Trouble with reshape and jit/trace

marijnfs · February 4, 2019, 9:02am

I have a model that has a reshape operation inside it (essentially to do something like group normalisation, but different). I reshape such that the channel dimension becomes two channels, sum over one of them, divide by it and then reshape it back.

This works fine while training and testing, but when I jit.trace the model I get a malformed model, where the ‘self’ gets overwritten (see the ‘self=…’ line). As seen here in part of the code.py:

x_70 = torch.add_(x_69, input_65, alpha=1)
_288 = ops.prim.NumToTensor(torch.size(x_70, 0))
_289 = int(_288)
_290 = int(_288)
self = ops.prim.NumToTensor(torch.size(x_70, 1))
_291 = int(self)
_292 = ops.prim.NumToTensor(torch.size(x_70, 2))
_293 = int(_292)
_294 = int(_292)
_295 = ops.prim.NumToTensor(torch.size(x_70, 3))
_296 = int(_295)
_297 = int(_295)
_298 = ops.prim.NumToTensor(torch.size(x_70, 4))
_299 = int(_298)
_300 = int(_298)
_301 = [_290, int(torch.div(self, CONSTANTS.c0)), 4, _294, _297, _300]
x_71 = torch.reshape(x_70, _301)

When I replace ‘self’ with ‘self_19’ it’s allright, and I can load the model.
However I also have issues exporting in ‘onnx’ which complains about the reshape operation.
And I have troubles then running the model in the C++ API, the model does not work on GPU on linux (but works on CPU on LINUX, and both GPU and CPU on Windows).

I have a feeling all these problems are related, is there something known about the reshape operation that causes this?

Michael_Suo · February 4, 2019, 5:38pm

Thanks for the report! Seems like it may be a problem with our serialization code. Could you provide a small module/script that reproduces the problem so that we can investigate?

marijnfs · February 5, 2019, 9:16am

Ok to reproduce it I have a reshaping operation.

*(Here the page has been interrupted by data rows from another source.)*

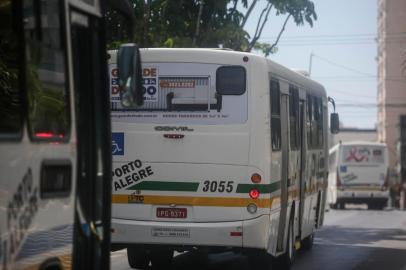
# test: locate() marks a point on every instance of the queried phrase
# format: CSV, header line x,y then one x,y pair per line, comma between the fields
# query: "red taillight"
x,y
254,193
256,178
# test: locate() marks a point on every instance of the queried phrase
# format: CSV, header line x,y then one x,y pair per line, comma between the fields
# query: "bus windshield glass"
x,y
363,155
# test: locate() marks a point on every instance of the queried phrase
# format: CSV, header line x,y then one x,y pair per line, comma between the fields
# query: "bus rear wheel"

It is essential that ‘view’ gets a shape that is calculated partly from another shape, as that seems to cause the trouble. I added a linear layer after that to make sure ‘self’ is used again and it fails:

#!/usr/bin/ipython3

import torch

class Example(torch.nn.Module):
def init(self):
super(Example, self).init()
def forward(self, x):
    s = x.shape
    b = x.view(x.shape[0],x.shape[1]//2,2)
    accum = b.sum(1, keepdim=True)
    b = b * accum
    return b.view(*s)
class ExampleNested(torch.nn.Module):
def init(self):
super(ExampleNested, self).init()
self.ex = Example()
self.lin = torch.nn.Linear(4,4)
def forward(self, x):
    x = self.ex(x)
    x = self.lin(x)
    return x
a = torch.randn(4,4)

example = ExampleNested()
traced = torch.jit.trace(example, a)
traced.save(“trace.tmp”)

This gives me:

op_version_set = 0
def forward(self,
x: Tensor) → Tensor:
_0 = ops.prim.NumToTensor(torch.size(x, 0))
_1 = int(_0)
_2 = ops.prim.NumToTensor(torch.size(x, 1))
_3 = int(_2)
_4 = ops.prim.NumToTensor(torch.size(x, 0))
_5 = int(_4)
self = ops.prim.NumToTensor(torch.size(x, 1))
_6 = [_5, int(torch.div(self, CONSTANTS.c0)), 2]
b_1 = torch.view(x, _6)
accum = torch.sum(b_1, [1], True)
b = torch.mul(b_1, accum)
input = torch.view(b, [_1, _3])
_7 = torch.addmm(self.lin.bias, input, torch.t(self.lin.weight), beta=1, alpha=1)
return _7

marijnfs · February 11, 2019, 10:41am

Btw to follow up, I’ll add that I only see this problem happening with the last operation being done. So it doesn’t matter how many of such layers I connect together, only the last operation gets the wrong ‘self’ naming without the number at the end.

Michael_Suo · February 15, 2019, 2:05am

Thanks for report. I’ve filed a GH issue here and we will update you there.

marijnfs · February 19, 2019, 8:53am

I see from the issue that the bugfix is in 1.0.1! I’ll try it now, since it seems the pip package is updated.